A rat cytomegalovirus infection model as a tool for immunotoxicity testing

A rat cytomegalovirus infection model for use in immunotoxicity testing has been developed. In resistance against viruses, natural killer cells and cytotoxic T-cells play an important role. Therefore, this model complements other rat host resistance models for immunotoxicity testing, i.e. existing bacterial and parasitic infection models in which cytotoxic T-cells and natural killer cells play a minor role. Host resistance against cytomegalovirus infections in the rat was determined by titrating infectious virus levels in organs after cytomegalovirus infection in an in vitro infectivity test denoted as the Plaque Forming Unit (PFU) Test. In this test, homogenates of different organs were investigated for infectious virus titers on rat embryonic cell monolayers. We demonstrated that in the salivary gland, the major target organ for rat cytomegalovirus, virus was detectable from 8 days onward after intraperitoneal infection. To show that this model is suitable for the detection of immunotoxicity four different methods for immunosuppression were investigated: 1. γ-irradiation, 2. congenitally athymic rats, 3. chemically induced immunosuppression, 4. ultraviolet-B (UVB) irradiation. Rat cytomegalovirus titers in the salivary glands of irradiated (500 rad 1 day prior to infection) or congenitally athymic rats were significantly increased as compared to non-irradiated rats and euthymic control rats respectively.

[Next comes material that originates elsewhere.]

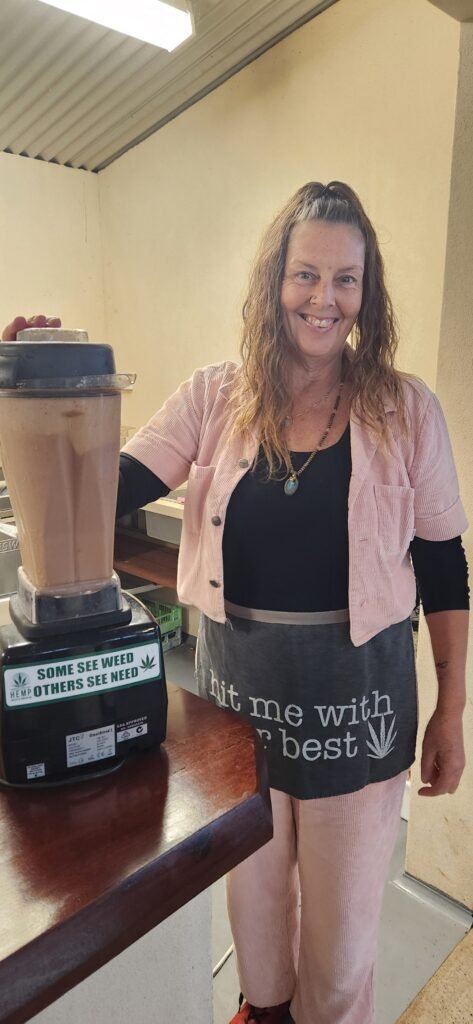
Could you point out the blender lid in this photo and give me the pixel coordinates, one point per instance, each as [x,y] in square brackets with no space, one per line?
[52,359]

In TOX-Wistar rats, given 20 or 80 mg bis(tri-n-butyltin)oxide (TBTO) per kg food beginning 6 weeks before cytomegalovirus infection, a regimen known to have immunotoxic effects, cytomegalovirus titers in the salivary glands were significantly increased as compared to non-TBTO-treated cytomegalovirus infected rats. Exposure to a suberythemal doses of UVB, which is known to induce immunotoxic effects, induced a significant increase in cytomegalovirus titers in the salivary gland as compared to non-UVB-exposed rats. Therefore it is concluded that this infection model is suitable for the assessment of immunotoxic effects induced by enviromental components.